The Talmud tells a story of Rabbi Hillel, who lived around the time of Jesus. A pagan came to him saying that he would convert to Judaism if Hillel could teach him the whole of the Torah in the time he could stand on one foot. Rabbi Hillel replied, "What is hateful to yourself, do not do to your fellow man. That is the whole Torah; the rest is just commentary. Go and study it." (Talmud Shabbat 31a). Sounds a lot like Jesus' "Golden Rule"? But this idea was a fundamental part of Judaism long before Hillel or Jesus. It is a common-sense application of the Torah commandment to love your neighbor as yourself (Lev. 19:18), which Rabbi Akiba described as the essence of the Torah
And Jesus certainly does not
reject sacrifices or purity laws, he just says that the above commandments are more important
than sacrifices, which is also a standard Jewish opinion that pre-dates Jesus, and in fact he castigates the Pharisees for disregarding the Torah in Mk. 7:8-13:
" ... You have disregarded the commandment of God to keep the tradition of men.” He went on to say, “You neatly set aside the commandment of God to maintain your own tradition. For Moses said, ‘Honor your father and your mother,’ and, ‘Anyone who curses his father or mother must be put to death.’ But you say that if a man says to his father or mother, ‘The help you would have received from me is Corban’ (that is, a gift committed to God), he is no longer permitted to do anything for his father or mother. Thus you nullify the word of God by the tradition you have handed down. And you do so in many such matters.”

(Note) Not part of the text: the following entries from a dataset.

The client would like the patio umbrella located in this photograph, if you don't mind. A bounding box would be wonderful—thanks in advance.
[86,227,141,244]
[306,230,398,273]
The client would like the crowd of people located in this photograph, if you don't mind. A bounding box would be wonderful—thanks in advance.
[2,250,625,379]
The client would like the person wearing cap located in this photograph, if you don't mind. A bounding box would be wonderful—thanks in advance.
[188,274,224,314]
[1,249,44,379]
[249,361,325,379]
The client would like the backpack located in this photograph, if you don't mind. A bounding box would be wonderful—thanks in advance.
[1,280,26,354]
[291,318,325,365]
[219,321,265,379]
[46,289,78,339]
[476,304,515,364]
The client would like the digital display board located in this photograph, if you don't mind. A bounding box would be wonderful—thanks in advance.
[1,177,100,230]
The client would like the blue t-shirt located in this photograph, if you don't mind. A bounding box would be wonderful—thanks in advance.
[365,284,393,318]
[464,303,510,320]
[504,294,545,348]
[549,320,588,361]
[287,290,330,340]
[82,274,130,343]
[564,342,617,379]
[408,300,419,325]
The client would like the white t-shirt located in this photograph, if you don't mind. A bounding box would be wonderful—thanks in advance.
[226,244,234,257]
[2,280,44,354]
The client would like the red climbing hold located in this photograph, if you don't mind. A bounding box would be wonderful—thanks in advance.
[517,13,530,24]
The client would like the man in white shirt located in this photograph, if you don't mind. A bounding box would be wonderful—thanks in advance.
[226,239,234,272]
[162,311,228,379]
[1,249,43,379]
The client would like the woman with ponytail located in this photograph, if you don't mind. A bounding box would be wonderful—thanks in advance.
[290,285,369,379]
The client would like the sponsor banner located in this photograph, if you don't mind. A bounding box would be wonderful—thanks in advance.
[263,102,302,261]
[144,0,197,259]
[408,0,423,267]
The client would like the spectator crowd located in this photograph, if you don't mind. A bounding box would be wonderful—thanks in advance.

Wouldn't Jesus be a hypocrite if he "set aside" and nullified "the commandment" and "word of God" too?
And I think Mt. 5:23-24 perfectly encapsulates what Jesus says in Mk. 12:28-34 above:
Therefore if you are offering your gift at the altar and there remember that your brother has something against you, leave your gift there before the altar. First go and be reconciled to your brother; then come and offer your gift.
... and affirming the payment of taxes to Caesar.
I answered this one upthread. You may not agree with my view, but as I said, I see Jesus' response as major insult to Caesar (and one that in and of itself disproves the Flavian hypothesis, since it says that Caesar is not divine).
I'm as honest as a Denver man can be.